MLBEDSW-3653: Fix type errors in annotated files

This commit corrects a number of type errors
reported by mypy and refactors some parts of
the code which are no longer necessary after
making adjustments to satisfy mypy.

Signed-off-by: Dwight Lidman <dwight.lidman@arm.com>
Change-Id: I16b880b228e57f2a92fb8936f53e94886e0f9f44
diff --git a/ethosu/vela/register_command_stream_generator.py b/ethosu/vela/register_command_stream_generator.py
index d4947b1..fa56d35 100644
--- a/ethosu/vela/register_command_stream_generator.py
+++ b/ethosu/vela/register_command_stream_generator.py
@@ -20,6 +20,7 @@
 from collections import defaultdict
 from enum import Enum
 from enum import IntEnum
+from typing import Dict
 from typing import List
 from typing import Optional
 
@@ -33,6 +34,7 @@
 from .api import NpuBlockOperation
 from .api import NpuBlockTraversal
 from .api import NpuConv2DOperation
+from .api import NpuConvDepthWiseOperation
 from .api import NpuDataType
 from .api import NpuDmaOperation
 from .api import NpuElementWiseOp
@@ -68,13 +70,13 @@
 from .numeric_util import round_away_zero
 from .numeric_util import round_up_to_int
 from .operation import NpuBlockType
+from .range_set import MemoryAccessSet
 from .register_command_stream_util import calc_blockdep
 from .register_command_stream_util import get_dma_memory_accesses
 from .register_command_stream_util import get_op_memory_accesses
 from .register_command_stream_util import get_strides
 from .register_command_stream_util import get_wait_dependency
 from .register_command_stream_util import has_ifm2
-from .register_command_stream_util import is_dma_op
 from .register_command_stream_util import to_kernel
 from .register_command_stream_util import UNARY_ELEMWISE_OPS
 from .register_command_stream_util import Watermark
@@ -549,15 +551,13 @@
 
 def create_shared_buffer(npu_op: NpuBlockOperation, arch: ArchitectureFeatures) -> SharedBufferAllocation:
     """Creates shared buffer allocation for the given operation"""

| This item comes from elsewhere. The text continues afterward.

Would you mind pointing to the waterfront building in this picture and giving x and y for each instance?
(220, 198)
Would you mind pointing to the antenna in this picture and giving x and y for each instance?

-    op_type = npu_op.op_type
-    block_type = NpuBlockType.Default
-    if op_type == NpuOperationType.Conv2D:
+    if isinstance(npu_op, NpuConv2DOperation):
         block_type = NpuBlockType.ConvolutionMxN
-    elif op_type == NpuOperationType.ConvDepthWise:
+    elif isinstance(npu_op, NpuConvDepthWiseOperation):
         block_type = NpuBlockType.ConvolutionDepthWise
-    elif op_type == NpuOperationType.Pooling:
+    elif isinstance(npu_op, NpuPoolingOperation):
         block_type = NpuBlockType.ReduceSum if npu_op.sub_op_type == NpuPoolingOp.REDUCE_SUM else NpuBlockType.Pooling
-    elif op_type == NpuOperationType.ElementWise:
+    elif isinstance(npu_op, NpuElementWiseOperation):
         block_type = NpuBlockType.ElementWise
     else:
         assert 0, "Unsupported operation"
@@ -599,7 +599,7 @@
     generate_activation(emit, npu_op.activation, npu_op.ofm)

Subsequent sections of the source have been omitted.